Just another dance show? Mark Ward thought so, but he couldn't have been more wrong
Circa, by the Australian production company of the same name, is a remix of three previous works that have toured the globe to rapturous acclaim. Minutes into Yaron Lifschitz’s show it’s very easy to see why.
The term 'dance' doesn’t quite seem to cover it. To say that it is a movement piece goes part of the way, but it’s not until the show really starts to hit its stride that the audience can see that the performances originate from circus skills. When most people think of the circus, one tends to think of clowns and strongmen - these performers are both, but first and foremost they are highly-trained acrobats.
Without wanting to spoil too many surprises, the performers do the most amazing things involving impossible balancing and dangerous rope acrobatics. All this being delivered without a word being uttered is one of the most powerful aspects of the show. The thought of a silent hour and a half show without dialogue seemed daunting, instead it liberates.
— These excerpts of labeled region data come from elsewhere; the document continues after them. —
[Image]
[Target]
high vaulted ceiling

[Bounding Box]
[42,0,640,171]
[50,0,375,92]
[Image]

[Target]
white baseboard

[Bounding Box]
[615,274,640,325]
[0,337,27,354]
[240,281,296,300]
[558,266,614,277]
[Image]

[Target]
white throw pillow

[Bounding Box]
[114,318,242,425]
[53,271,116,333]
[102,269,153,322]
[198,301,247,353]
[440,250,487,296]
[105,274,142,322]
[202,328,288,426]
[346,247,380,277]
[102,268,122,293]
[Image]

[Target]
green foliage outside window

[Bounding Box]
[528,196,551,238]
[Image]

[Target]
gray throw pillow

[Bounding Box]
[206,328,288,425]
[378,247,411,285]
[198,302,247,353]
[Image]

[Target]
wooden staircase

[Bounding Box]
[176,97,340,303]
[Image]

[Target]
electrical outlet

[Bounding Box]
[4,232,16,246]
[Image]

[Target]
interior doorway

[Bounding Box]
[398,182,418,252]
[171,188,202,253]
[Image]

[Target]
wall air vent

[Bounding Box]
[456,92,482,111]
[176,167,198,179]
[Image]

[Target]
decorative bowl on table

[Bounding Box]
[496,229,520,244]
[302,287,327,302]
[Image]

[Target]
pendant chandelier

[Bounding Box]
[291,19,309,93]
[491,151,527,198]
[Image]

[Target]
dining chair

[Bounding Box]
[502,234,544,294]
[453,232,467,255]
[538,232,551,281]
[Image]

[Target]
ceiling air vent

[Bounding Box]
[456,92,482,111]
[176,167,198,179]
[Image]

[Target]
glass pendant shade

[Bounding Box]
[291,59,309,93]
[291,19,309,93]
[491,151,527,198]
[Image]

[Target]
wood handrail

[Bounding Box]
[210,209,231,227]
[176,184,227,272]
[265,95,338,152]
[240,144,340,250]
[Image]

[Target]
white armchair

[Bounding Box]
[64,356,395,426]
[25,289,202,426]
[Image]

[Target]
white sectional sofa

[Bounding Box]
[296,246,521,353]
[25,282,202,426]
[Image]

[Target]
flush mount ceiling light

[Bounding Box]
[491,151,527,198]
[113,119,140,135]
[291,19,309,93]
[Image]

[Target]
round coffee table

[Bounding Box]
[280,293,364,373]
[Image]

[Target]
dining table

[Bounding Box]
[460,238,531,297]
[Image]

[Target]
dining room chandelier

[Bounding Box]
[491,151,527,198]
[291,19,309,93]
The audience gasp one moment at an incredible physical feat, then is moved the next at one of the touching sequences. The performance has its own language and cohesive narrative that is direct and powerful.
The slightest touches between characters creates images using their hands or limbs. For a fleeting moment, impassioned looks portray everything that we need to know about the scene at hand. It is said you can cut a whole section of dialogue and replace it with a single gesture, Circa is chock-full of gorgeous touches that fit this adage.
There are also set pieces that seemed both epic and intimate. These are greatly enhanced by subtle lighting and clever use of soundtrack throughout the show. The music used ranges from Aphex Twin to Jacques Brel, adding a whole new layer. While self-contained, and viewable as such, the set-pieces speak to a larger narrative that is never far from sight.
Physically the largest performer on the stage, Scott Grove is outstanding in his solo piece, where he preens and shows off like a bodybuilder, chasing the spotlight around the stage. There is plenty of this type of wry commentary and you can follow the threads through the show, or just sit back and enjoy the spectacle of it all.
The next piece is a real jaw-dropper, with a female performer taking charge with aggression and dominance, walks in heels across a male performer, along to a female-led cover of Radiohead's 'Paranoid Android'. The audience try not to watch, but can't look away.
In a show filled with some unbelievable highlights, one of the most affecting is when one performer hooks his hand inside his partner's mouth, lifting her up by her upper jaw. There were sharp intakes of breath all over the theatre.
Throughout the performance there is no dip in the quality, the spectacle, or the energy. Whether it is the elaborate hula-hooping, a dancer balancing entirely on a couple of splayed fingers or the complex and endlessly mutating stage pictures that Lifschitz creates, the audience at Circa are never anything but utterly hooked.